Kevin Greenberg


“It’s very much a balance between control and chaos,” laughs the young painter Chrissy Angliker, describing the delicate technique that she brings to her paintings. “For me, the critical thing is to let the paint be true to its own nature,” she insists. Even a cursory glance at Angliker’s expressive, gestural paintings demonstrates what she means.

Angliker paints on the most fragile cusp between abstraction and representation. A passing glance at some of her looser compositions might not clue the viewer in to the fact that they’re rooted in the real world at all, but, on closer inspection, the barest outlines of forms and figures swim to the surface and reveal that Angliker’s narrative is rooted in the familiar realms of nature and anatomy. Similar to the lascivious thrill to be had from looking hard at the burbling, semi-abstract orgies rendered by Angliker’s colleague Cecily Brown, one of the chief joys of Angliker’s work is how it teases the viewer with hinted-at shapes that suggest human forms in certain attitudes or engaged in certain activities, always without just enough definition for certainty to take hold.

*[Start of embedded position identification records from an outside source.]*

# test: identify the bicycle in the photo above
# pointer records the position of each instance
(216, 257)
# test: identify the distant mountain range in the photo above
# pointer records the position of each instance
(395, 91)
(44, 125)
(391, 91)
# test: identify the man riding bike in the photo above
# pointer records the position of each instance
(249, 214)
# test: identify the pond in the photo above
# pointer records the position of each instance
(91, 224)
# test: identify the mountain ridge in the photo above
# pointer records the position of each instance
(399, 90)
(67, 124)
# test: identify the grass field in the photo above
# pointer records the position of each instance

“Sometimes it might boil down to color relationships,” Angliker stresses. “I count on paint to guide me.”

“I move through paint and paint moves through me,” she has said. “I respond to paint versus manipulating it. I react to the nature of my medium.”

For Angliker, painting is a form of symbiosis, a two-way street. The fluidity of that relationship is especially evident in her most recent work, a prolific series of paintings focused on the relationship between people and water. In a series of horizonless vistas, many depicted from high above, crowded turquoise waters roil with the diffuse bodies of swimmers and waders.

Those paintings were the subject of a recent solo show, “Medium,” at Galerie 94 in Baden, Switzerland, last year.

The work is about “bodies of water,” Angliker winks. “The term ‘bodies of water’ encapsulates a dual meaning,” she points out in the new show’s artist statement. “Humans, which are bodies essentially made up of water, and the bodies of water themselves, being oceans, rivers, lakes, and so forth.”

Angliker holds passports for both the United States and Switzerland, and, growing up, she was drawn to art, though the propriety of Swiss custom discouraged her from pursuing something so seemingly frivolous. She reluctantly turned to design, earning an undergraduate degree at Brooklyn’s Pratt Institute.

However, after working as an industrial designer for several years, plying her trade for a number of companies, an insistent voice kept drawing her back to painting. It grew louder and louder, and eventually she knew she could suppress it no longer. She flew to Switzerland, took up residence in a studio space, and got her brushes out once again.

Her first painting did not go as planned. “I thought I would begin with a self portrait,” she explains. “I began to paint the eyebrows, and the paint began to drip unexpectedly. It was beyond my control, and I had a very strong emotional reaction.

“It was the strength of that reaction that cemented for me that painting was what I should pursue,” she continues. “It was the strongest I had felt about anything I had created in years.”

It was also the beginning of her signature relationship to her medium, one rooted in trust, patience, and sensitivity to the inherent qualities of paint.

“Design is for the world, but art is about the world,” Angliker says. “I’m not interested in manipulating paint. I want to respect what it is. I don’t want to create reality, I want to mirror reality.”

Chrissy Angliker, 'Come with Us,' 2015.